Porque casi no apaga el televisor, la esposa de Lenin, María Guerra Delgado, permanece al tanto del avance de la COVID-19 en Italia y el mundo. Asegura que en ningún momento estuvo en contra de la decisión de su compañero de partir. “Si todas las mujeres de quienes dieron el paso al frente se hubieran negado a que ellos fueran, ¿quién iba a salvar, a ayudar a esas personas que tanto lo necesitan?”, pregunta la licenciada en Farmacia.
Sin embargo —y es lógico—, María no esconde la aflicción que le ronda; similar a la vivida cuando Lenin acudió sin pensarlo dos veces a Guinea Conakry, donde el ébola le declaró la guerra a la vida. En esa fecha (2014-2015), su esposa cumplía misión en los cerros de Caracas y se comunicaba frecuentemente con él.
Al principio, sobrevivían muy pocos pacientes. A Lenin, en ocasiones, ni siquiera le daba tiempo canalizar las venas de los enfermos, que sangraban por todas partes. Llegaba el momento en que no podía trabajar más de dos horas por el traje salpicado, recuerda María, quien sabe del colapso del sistema sanitario italiano, provocado por el nuevo coronavirus.
Esta crisis ha llevado al dilema ético: existen médicos que se han visto precisados a elegir a qué pacientes tratar y a quiénes no, debido a la carencia de recursos en los servicios. “Estas son palabras terribles, pero lamentablemente son ciertas”, admitió al diario italiano Il Corriere della Sera el doctor Christian Salaroli, jefe de la Unidad de Cuidados Intensivos de un hospital de Bérgamo, también en Lombardía. Ante la disyuntiva, la Sociedad Italiana de Anestesia, Analgesia, Reanimación y Terapia Intensiva recomienda optar por quien tenga la “mayor esperanza de vida”, refiere un documento citado por la BBC.

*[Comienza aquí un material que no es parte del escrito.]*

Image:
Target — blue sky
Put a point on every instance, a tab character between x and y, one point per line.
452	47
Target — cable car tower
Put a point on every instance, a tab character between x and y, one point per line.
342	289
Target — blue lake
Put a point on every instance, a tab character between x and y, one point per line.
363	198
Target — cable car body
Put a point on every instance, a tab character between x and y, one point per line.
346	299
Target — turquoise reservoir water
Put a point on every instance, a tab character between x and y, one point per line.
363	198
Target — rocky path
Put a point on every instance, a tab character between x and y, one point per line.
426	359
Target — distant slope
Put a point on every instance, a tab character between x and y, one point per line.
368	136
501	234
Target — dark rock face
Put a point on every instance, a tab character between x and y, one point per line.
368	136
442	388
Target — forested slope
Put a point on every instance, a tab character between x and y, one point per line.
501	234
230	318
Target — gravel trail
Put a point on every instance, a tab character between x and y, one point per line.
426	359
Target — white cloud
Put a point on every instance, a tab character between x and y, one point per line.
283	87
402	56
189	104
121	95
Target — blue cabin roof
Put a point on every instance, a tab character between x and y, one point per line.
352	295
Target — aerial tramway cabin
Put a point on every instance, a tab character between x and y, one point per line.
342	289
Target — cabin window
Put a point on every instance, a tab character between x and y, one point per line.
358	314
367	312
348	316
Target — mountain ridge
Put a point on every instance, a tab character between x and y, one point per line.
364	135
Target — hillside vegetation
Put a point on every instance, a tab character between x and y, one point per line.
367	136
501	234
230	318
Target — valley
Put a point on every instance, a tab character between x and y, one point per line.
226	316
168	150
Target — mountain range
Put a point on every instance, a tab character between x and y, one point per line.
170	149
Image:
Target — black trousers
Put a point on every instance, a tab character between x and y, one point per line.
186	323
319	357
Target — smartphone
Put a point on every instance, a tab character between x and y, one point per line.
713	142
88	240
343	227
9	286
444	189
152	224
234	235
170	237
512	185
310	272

Sacuden el alma esas noticias, que quizás el enfermero Martínez Calero no haya leído. Vía telefónica, les ha recalcado a sus seres queridos que sigue, al pie de la letra, el protocolo para protegerse. “Mi hermano sabe cuidarse; él es el ídolo de la familia”, sostiene Lilia, quien asevera que regresará, como siempre.
Cuenta ahora su mamá que cuando Lenin retornó del África Occidental en mayo del 2015, ella no se desprendió del hijo ni un segundo. Lo mismo sucedió al volver de las dos misiones en Haití en el 2008 y el 2010, y de la de Nicaragua en 1986.
“Cuando estaba en ese país —narra María Julia—, las vecinas me decían: ‘Tú estás muy tranquila’; yo les respondía: A él no le va a pasar nada; tenía que ir y va a virar. Y viró, ese día le dimos una hartera de carne de puerco que se cayó el mundo”.
Y suelta una carcajada resonante, y luego me comenta que casi no sale de la máquina de coser, donde confecciona lo que ella nombra “frenitos” —y vuelve la risa contagiosa—, o sea, nasobucos para la familia, y de ese modo evitar el riesgo de contraer el coronavirus. Así María Julia espanta, también, las malas noticias; así pasa mejor los días, las semanas, siempre con la corazonada de la próxima llamada telefónica de Lenin y el eterno consejo del hijo, nacido en lo profundo de Lombardía: “Cuídate mucho, que te quiero viva cuando regrese”.